Malignant growths within the intestines are common in the West and are curable if detected early.


The small intestine is where the bulk of digestion takes place; despite its great activity it is unusual to develop cancer here. Cancer is far more common in the large bowel, even though it is a less energetic environment. Most growths arise in the final part of the large bowel, called the descending colon, the rectum and just inside the anus itself.

Bowel cancer, the second most common cancer in the United Kingdom, is rare in Africa and Asia, which suggests that environmental factors are involved. Possibly the Western low-fibre diet means that faeces remain in the large intestine for longer so that any cancer-producing agents in the diet have longer to influence the cells of the bowel wall.

There is a genetic tendency to bowel cancer: people with a close relative who has it have a two to four times increased risk themselves. People with ulcerative colitis (see Inflammatory bowel disease) have as much as a 40 times increased chance of bowel cancer once they have had colitis for more than 15 years.


The disease is most common after the age of 60, and is rare below 40 except in the high-risk groups above.

Change of bowel habit is the prime symptom to be aware of, whether it is towards diarrhoea or towards constipation. Temporary changes of this sort arc extremely common;
changes lasting more than a couple of weeks need investigating. Bleeding from the bowel is another ‘must investigate’ symptom, even though there are plenty of benign causes.

Anaemia in an otherwise healthy adult with a good diet is a possible indication of internal bleeding from a silent growth and investigation would be recommended. Other symptoms may include weight loss and abdominal pains, although these are features of more advanced disease.

A rectal examination picks up about one-third of all bowel tumours. Other bowel investigations include checking the stools for traces of blood, sigmoidoscopy, colonoscopy and barium enema.


If caught early, when the cancer is confined to the surface layer of the bowel, bowel cancer is virtually curable – there is a better than 95% five-year survival. Treatment involves an abdominal operation to cut out the tumour with part of the bowel and to rejoin the healthy bowel. Modern surgical techniques mean that it is now uncommon to need a colostomy, other than as a temporary measure, except for tumours that are sited very close to the anus.

Once the cancer has spread deeper inside the wall of the bowel or into the surrounding tissue, the chances of a cure are less, there being a 30-65% five-year survival.

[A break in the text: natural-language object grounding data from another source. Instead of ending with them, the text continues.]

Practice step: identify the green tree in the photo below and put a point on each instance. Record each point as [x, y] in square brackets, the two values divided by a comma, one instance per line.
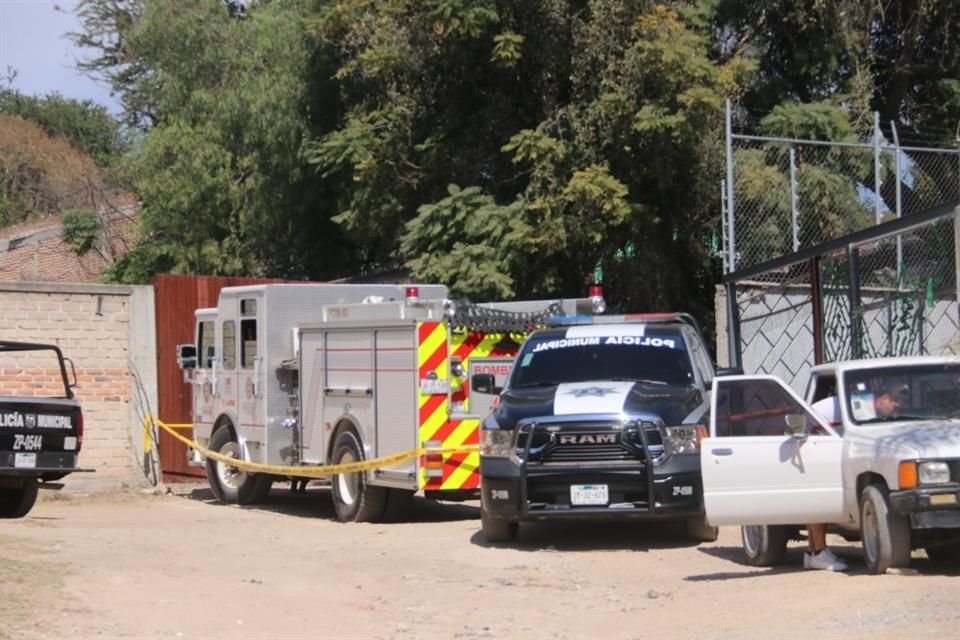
[86, 125]
[219, 172]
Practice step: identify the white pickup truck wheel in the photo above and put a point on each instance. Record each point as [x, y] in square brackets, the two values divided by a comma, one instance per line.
[886, 535]
[16, 502]
[764, 545]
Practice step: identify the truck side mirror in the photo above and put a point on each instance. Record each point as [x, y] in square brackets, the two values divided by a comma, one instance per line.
[186, 356]
[71, 372]
[796, 426]
[485, 383]
[729, 371]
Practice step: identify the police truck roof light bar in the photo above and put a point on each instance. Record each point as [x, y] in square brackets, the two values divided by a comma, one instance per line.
[596, 299]
[561, 321]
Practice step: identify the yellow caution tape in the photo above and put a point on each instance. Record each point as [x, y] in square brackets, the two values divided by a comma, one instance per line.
[305, 471]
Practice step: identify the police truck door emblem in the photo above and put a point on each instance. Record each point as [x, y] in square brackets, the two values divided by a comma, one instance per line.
[591, 391]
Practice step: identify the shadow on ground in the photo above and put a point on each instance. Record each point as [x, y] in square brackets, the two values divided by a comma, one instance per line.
[851, 554]
[317, 502]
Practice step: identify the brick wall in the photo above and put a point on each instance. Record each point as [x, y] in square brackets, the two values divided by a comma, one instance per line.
[108, 333]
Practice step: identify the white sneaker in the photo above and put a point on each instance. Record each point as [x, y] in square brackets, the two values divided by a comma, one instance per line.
[823, 560]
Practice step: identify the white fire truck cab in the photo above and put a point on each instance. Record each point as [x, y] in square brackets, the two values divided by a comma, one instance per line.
[306, 375]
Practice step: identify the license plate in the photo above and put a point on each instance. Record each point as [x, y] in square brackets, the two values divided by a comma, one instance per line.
[25, 460]
[588, 494]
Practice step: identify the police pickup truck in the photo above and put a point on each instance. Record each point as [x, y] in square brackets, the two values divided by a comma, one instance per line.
[600, 418]
[882, 466]
[41, 425]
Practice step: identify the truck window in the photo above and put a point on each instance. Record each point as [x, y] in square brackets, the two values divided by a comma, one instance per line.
[206, 347]
[700, 356]
[229, 345]
[755, 408]
[659, 356]
[920, 391]
[248, 342]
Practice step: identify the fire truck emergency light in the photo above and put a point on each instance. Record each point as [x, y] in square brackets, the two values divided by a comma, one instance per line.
[412, 295]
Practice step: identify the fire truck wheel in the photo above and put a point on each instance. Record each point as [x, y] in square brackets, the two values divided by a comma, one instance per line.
[497, 530]
[229, 484]
[353, 499]
[16, 502]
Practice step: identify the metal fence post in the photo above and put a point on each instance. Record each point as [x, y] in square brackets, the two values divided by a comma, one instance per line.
[876, 166]
[853, 293]
[731, 209]
[795, 214]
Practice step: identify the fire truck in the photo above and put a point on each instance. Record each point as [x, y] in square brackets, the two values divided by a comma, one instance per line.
[310, 375]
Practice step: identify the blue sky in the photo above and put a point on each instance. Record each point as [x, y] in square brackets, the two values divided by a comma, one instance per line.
[32, 42]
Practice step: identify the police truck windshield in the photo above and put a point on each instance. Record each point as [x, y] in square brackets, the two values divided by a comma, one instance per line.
[654, 355]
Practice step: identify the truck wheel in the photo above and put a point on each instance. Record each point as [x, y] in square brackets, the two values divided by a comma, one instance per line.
[353, 498]
[886, 535]
[700, 530]
[16, 502]
[764, 545]
[497, 530]
[229, 484]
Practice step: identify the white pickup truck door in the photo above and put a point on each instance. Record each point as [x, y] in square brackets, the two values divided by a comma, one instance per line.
[755, 471]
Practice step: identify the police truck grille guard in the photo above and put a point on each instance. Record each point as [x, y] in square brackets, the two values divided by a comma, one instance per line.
[615, 441]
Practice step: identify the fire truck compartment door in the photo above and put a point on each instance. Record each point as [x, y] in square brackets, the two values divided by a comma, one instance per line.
[395, 393]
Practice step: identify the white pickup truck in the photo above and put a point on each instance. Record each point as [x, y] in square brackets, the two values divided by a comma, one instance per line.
[772, 463]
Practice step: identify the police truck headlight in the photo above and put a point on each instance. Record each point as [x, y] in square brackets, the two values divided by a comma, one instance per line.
[683, 439]
[933, 472]
[496, 443]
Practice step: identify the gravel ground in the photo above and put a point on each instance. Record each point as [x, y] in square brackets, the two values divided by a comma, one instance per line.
[178, 565]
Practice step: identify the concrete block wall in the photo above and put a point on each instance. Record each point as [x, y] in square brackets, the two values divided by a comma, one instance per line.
[108, 333]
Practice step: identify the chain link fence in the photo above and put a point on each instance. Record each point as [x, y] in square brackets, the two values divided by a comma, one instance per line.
[837, 250]
[790, 194]
[890, 290]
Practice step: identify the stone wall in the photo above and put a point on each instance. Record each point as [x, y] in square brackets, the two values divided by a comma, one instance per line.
[108, 332]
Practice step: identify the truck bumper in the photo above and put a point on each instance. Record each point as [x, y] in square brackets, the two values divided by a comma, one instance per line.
[671, 491]
[46, 463]
[933, 508]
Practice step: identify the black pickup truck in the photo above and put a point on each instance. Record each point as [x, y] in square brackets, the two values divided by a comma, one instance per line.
[41, 424]
[601, 417]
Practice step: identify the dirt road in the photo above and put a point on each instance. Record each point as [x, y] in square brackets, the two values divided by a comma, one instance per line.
[134, 565]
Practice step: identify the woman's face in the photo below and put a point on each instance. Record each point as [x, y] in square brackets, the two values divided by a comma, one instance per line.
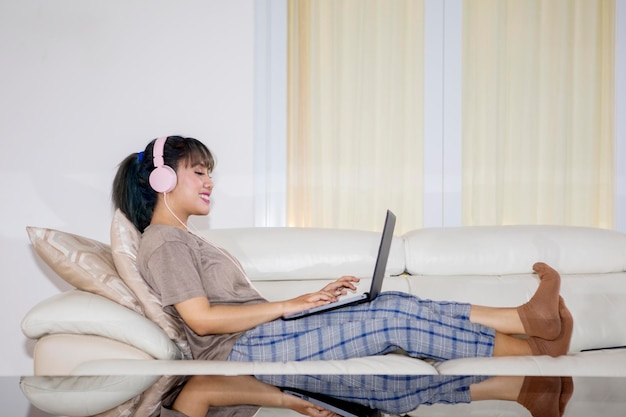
[192, 192]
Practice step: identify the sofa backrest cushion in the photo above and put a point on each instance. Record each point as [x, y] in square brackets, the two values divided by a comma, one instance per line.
[306, 253]
[125, 240]
[86, 264]
[503, 250]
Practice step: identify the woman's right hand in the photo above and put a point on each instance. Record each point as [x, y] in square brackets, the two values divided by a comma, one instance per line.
[307, 301]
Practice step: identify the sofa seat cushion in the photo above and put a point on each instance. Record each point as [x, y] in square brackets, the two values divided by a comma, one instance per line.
[85, 395]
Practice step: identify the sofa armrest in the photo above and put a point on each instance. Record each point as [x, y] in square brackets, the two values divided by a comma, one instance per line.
[80, 312]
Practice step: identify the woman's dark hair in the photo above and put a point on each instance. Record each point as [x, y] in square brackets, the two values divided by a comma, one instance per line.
[132, 193]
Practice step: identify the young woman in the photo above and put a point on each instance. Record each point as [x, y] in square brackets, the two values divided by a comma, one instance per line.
[227, 319]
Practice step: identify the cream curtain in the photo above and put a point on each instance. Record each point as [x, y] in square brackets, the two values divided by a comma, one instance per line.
[538, 112]
[355, 113]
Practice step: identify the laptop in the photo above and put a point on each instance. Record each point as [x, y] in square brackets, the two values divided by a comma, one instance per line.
[341, 407]
[377, 278]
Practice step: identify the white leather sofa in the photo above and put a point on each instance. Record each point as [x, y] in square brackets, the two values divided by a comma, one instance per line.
[84, 338]
[82, 333]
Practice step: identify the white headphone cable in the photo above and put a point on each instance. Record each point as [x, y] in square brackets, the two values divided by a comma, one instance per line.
[198, 235]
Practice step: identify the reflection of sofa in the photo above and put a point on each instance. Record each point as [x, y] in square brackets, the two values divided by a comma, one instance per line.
[112, 315]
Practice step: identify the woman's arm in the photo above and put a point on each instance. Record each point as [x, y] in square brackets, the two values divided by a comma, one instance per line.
[204, 318]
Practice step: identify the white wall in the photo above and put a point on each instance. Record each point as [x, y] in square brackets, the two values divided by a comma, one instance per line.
[83, 84]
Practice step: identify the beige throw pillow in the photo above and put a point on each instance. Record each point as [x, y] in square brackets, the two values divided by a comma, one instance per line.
[86, 264]
[124, 244]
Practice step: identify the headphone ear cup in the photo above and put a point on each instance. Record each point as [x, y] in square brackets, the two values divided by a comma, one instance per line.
[163, 179]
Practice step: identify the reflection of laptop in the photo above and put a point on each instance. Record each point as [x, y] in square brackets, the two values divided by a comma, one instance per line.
[377, 278]
[341, 407]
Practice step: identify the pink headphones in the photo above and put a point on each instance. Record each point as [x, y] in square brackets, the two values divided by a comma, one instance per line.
[163, 177]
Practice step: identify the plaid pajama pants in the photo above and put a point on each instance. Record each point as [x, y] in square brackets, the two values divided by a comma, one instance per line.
[394, 321]
[394, 394]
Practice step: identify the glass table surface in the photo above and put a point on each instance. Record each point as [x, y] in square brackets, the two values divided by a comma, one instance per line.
[323, 395]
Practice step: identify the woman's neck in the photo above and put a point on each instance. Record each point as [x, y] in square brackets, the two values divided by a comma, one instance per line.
[164, 215]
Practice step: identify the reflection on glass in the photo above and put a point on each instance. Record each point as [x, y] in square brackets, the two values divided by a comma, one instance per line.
[320, 396]
[365, 395]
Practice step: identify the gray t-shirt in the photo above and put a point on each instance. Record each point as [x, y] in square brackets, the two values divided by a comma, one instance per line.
[179, 265]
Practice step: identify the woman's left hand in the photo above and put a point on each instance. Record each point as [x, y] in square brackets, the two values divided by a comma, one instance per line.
[341, 286]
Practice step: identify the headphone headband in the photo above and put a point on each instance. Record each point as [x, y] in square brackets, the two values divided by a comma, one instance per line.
[157, 152]
[162, 178]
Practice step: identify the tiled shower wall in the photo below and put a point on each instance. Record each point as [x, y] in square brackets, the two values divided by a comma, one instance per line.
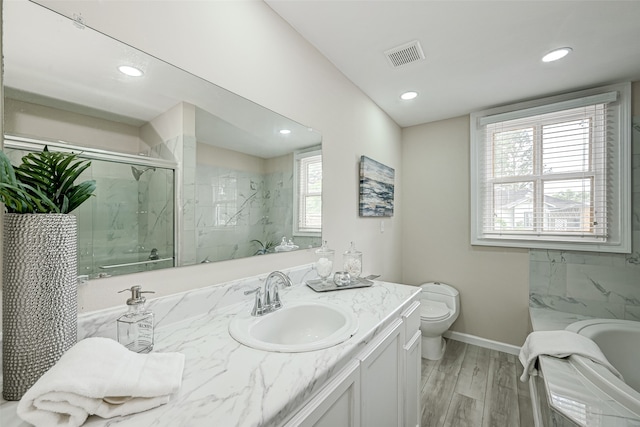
[234, 207]
[588, 283]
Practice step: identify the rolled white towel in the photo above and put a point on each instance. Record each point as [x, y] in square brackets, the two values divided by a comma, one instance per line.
[559, 344]
[102, 377]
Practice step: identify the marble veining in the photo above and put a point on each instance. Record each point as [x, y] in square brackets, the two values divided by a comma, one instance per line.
[596, 284]
[228, 384]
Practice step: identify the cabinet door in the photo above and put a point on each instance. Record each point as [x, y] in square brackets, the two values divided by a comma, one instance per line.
[413, 371]
[337, 404]
[381, 372]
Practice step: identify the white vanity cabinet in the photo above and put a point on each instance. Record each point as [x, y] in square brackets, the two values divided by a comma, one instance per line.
[337, 404]
[381, 369]
[413, 365]
[378, 388]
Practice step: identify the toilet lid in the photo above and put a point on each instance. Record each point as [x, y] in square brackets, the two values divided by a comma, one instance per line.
[434, 310]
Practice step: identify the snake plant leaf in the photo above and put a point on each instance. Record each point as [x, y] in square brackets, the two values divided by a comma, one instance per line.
[44, 183]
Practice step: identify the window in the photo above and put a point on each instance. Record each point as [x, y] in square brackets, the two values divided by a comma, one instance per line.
[308, 193]
[554, 173]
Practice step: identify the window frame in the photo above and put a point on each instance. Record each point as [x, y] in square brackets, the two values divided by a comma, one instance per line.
[298, 156]
[618, 234]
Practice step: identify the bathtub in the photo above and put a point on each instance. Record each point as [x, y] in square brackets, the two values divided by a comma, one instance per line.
[619, 340]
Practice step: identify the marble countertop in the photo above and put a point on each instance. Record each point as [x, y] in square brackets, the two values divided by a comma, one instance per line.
[569, 392]
[228, 384]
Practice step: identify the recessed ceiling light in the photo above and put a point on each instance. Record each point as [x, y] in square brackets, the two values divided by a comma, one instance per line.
[130, 71]
[556, 54]
[409, 95]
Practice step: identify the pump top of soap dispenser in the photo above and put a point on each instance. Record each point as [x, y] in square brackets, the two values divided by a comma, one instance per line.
[136, 297]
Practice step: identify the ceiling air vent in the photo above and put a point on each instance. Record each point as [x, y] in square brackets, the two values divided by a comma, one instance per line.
[405, 54]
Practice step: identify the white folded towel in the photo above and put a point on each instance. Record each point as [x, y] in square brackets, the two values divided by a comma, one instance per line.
[102, 377]
[559, 344]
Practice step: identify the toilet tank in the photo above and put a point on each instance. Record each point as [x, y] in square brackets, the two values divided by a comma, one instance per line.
[436, 291]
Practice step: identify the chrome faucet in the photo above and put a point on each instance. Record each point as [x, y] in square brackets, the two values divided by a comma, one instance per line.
[269, 301]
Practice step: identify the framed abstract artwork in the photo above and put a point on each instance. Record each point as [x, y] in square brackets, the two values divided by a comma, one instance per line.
[376, 188]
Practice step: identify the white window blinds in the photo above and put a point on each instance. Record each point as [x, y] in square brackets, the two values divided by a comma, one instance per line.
[308, 192]
[554, 174]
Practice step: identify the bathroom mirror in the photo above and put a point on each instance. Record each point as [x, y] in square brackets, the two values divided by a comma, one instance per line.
[244, 177]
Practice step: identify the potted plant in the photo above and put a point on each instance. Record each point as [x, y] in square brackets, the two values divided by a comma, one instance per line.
[39, 301]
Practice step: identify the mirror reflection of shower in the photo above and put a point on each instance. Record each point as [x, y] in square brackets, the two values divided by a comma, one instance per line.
[137, 173]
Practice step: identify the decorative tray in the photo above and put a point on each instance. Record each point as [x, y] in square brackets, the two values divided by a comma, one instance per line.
[318, 286]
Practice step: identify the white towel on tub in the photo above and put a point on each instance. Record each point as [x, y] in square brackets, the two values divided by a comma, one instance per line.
[559, 344]
[102, 377]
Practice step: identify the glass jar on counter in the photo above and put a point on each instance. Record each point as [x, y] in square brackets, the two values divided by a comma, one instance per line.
[324, 261]
[352, 262]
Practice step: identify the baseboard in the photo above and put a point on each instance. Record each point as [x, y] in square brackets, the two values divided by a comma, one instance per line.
[483, 342]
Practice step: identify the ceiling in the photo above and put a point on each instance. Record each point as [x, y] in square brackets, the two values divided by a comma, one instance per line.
[478, 54]
[36, 70]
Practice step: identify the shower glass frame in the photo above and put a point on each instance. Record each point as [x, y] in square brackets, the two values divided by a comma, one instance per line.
[31, 144]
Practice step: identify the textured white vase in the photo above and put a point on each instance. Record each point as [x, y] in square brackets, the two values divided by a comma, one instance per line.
[39, 300]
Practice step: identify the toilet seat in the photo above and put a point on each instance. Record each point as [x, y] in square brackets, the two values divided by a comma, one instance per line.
[434, 310]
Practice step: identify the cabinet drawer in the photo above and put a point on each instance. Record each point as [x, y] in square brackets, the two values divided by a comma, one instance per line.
[411, 320]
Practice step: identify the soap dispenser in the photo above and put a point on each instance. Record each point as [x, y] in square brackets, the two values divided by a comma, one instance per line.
[135, 327]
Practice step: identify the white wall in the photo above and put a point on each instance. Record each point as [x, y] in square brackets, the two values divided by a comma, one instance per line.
[245, 47]
[493, 282]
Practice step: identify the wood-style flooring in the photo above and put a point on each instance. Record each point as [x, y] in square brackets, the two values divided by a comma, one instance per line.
[475, 387]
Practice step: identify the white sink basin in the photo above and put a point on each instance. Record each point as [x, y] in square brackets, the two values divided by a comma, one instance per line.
[296, 327]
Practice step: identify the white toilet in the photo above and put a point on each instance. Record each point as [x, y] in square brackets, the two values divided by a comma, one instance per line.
[439, 308]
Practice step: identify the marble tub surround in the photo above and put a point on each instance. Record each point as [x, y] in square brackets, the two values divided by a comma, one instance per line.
[569, 392]
[591, 284]
[601, 285]
[229, 384]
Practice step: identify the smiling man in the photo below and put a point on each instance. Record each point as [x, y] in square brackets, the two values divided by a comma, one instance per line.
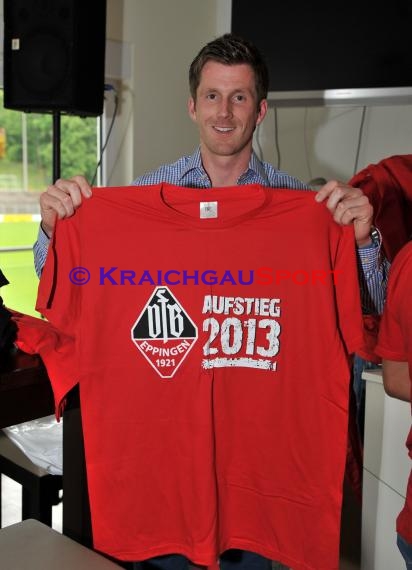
[228, 88]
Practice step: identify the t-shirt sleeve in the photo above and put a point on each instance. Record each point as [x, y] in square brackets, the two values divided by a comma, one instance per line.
[58, 300]
[59, 292]
[348, 293]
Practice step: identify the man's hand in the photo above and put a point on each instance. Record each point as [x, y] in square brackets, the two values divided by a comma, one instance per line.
[61, 200]
[348, 205]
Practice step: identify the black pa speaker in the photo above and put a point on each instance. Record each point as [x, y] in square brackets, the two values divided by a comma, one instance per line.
[54, 54]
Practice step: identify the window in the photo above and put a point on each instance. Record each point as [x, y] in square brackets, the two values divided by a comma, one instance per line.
[26, 169]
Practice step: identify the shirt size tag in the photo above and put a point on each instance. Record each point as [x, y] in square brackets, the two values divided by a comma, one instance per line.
[208, 210]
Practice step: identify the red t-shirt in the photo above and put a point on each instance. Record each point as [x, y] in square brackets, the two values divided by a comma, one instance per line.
[395, 343]
[211, 343]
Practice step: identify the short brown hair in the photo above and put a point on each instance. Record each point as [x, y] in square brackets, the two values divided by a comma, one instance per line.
[231, 50]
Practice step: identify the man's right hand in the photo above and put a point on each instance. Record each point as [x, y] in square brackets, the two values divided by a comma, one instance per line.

Radiotherapy and chemotherapy are slowly improving these figures, however.


Is screening worthwhile?

Trials are now testing the value of regular screening of people after the age of 50, for example by testing a stool sample for blood or by using sigmoidoscopy every five to ten years. People at high risk of bowel cancer should have regular colonoscopy of their bowel in order to detect early disease – every three years at least.

What happens with untreated cancer?

It erodes into surrounding tissue, causing pain and bleeding, and may obstruct the bowel. It eventually spreads to the liver, causing liver failure.